ST ANNE's CHURCH
Not until the first mines opened in Chasetown during the 1850's were there any houses built in the Parish.
St Anne's Church was built in 1865, and is a most important link with the early history of the local community. It is a Grade II listed building both unusual and interesting in it's architecture. It was named Ann after John Robinson McClean's wife and was known as "St Anne's Free Church, Cannock Chase Colliery, Burntwood. It is a structure of brick with bathstone dressings, in the Romanesque style and was built with a chancel, nave, baptistery and a turret containing one bell. The church was constructed to seat 750 people.
This Anglican church was built by the colliery for its miners to worship in. John Robinson McClean, one of the directors of the colliery, had the church erected entirely at his own expense which cost £3000 to build. It was provided as a "Free Church", for the miners of Chasetown to be able to worship. No one, however rich they were, could rent their own pew, as was the custom in many churches, because this was a "Free Church".
The church was consecrated on Thursday 14th September 1865 at 11:30am presided over by the Bishop of Lichfield, the Right Reverend John Lonsdale. A luncheon was held in tents erected near to the church at 2pm.
After the service, but before the luncheon Anna McClean Elliott, grand-daughter of J. R. McClean, was baptised.
The church was lit by gas from ornamental fittings until 1883. This was when permission by the directors of the colliery decided to install electric lighting being supplied from Number Two Pit, locally known as "The Fly". A cable ran from the pit to the church consisted of a flat iron winding rope, insulated and covered with pitch and then encased between wooden strips covered in brick channelling. The voltage was 80 DC volts, and only provided a dim light from Electroliers with several lamps hanging from the ceiling.
The bust of the founder of St Anne's Church stands in the north-west corner of the church. He was born in Belfast on 21st March 1813.
Unlike traditional stained glass windows, which usually depict scenes of the lives of saints or stories from the Bible, St Anne's windows are abstract in design. The windows throughout the church have various designs of symmetry.
The organ was originally purchased by our benefactors from The White City Exhibition for £1000. It was built by J W Walker of London in 1864.
In 1950, the church roof caught fire, dust from the roof damaged the organ and repairs cost £217.
In 2004 restoration work was carried out at a cost £18,000. A service of re-dedication was held on 12th March 2005. The service was conducted by the Archdeacon of Lichfield, The Venerable Christopher Liley. A recital by Mr Paul Spicer, a nationally and internationally well known organist, composer and conductor.

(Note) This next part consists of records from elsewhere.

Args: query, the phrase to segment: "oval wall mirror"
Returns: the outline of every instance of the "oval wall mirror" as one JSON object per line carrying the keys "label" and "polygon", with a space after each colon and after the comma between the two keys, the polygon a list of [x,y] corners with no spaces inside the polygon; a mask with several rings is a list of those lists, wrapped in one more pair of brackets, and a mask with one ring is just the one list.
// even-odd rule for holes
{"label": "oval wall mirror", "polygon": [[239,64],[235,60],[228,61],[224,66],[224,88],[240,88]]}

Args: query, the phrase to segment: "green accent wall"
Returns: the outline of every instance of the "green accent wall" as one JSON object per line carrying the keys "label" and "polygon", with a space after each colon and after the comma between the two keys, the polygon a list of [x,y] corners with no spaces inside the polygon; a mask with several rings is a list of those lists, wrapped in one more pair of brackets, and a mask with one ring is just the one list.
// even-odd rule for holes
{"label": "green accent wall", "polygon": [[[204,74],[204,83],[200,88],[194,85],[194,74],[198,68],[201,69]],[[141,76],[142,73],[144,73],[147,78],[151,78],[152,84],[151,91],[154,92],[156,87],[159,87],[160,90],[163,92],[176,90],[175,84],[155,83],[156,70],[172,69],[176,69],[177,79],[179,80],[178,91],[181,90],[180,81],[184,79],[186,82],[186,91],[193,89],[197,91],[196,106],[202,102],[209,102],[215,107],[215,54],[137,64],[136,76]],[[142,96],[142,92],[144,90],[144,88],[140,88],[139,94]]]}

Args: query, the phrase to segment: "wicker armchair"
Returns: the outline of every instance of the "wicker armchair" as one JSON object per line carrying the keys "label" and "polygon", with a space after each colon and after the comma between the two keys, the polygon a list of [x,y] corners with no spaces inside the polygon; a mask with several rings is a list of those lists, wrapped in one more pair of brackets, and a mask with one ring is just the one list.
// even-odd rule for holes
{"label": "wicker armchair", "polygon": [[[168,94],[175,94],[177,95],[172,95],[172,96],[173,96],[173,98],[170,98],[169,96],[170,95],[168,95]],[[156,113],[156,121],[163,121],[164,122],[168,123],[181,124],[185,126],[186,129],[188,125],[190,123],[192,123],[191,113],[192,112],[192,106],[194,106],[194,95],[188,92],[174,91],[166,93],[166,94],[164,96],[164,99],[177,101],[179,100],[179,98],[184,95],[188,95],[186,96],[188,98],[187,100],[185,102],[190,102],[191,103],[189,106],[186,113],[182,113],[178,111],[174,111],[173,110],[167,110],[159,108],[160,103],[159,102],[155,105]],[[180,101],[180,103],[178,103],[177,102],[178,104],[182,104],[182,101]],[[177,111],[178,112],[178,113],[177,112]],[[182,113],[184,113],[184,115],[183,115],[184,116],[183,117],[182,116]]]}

The font is made from French Caen stone. It has eight sides which each have a geometric alabaster pattern. It has a simple wooden cover and the basin is lined with lead.
The hexagonal pulpit has a brass hand rail, (in keeping with the original lecturn), which is supported with ornate wrought ironwork. The pulpit is free standing and therefore if required it can be moved. It was renovated in 1991.
There are seven large Alabaster Mosaics in the Chancel. They are geometric and abstract like the stained glass windows.
There are two oil paintings on the north-west wall. They were painted by John Lewis Reilly. The picture on the left is named "The Holy Family" and is dated 1905 and the one on the right is called ""Christ Blessing the Children". The paintings were donated by Dowager Lily, (Lady Rose), the daughter of John Robinson McClean and cost £1500 each.
St Anne's Church has only one bell and is noted as having a rich tone. It was cast by Messrs. Blews & Son of Birmingham. It weighs 2cwt.
This is the original brass lectern that was made from tubular brass sections with elaborate scroll work.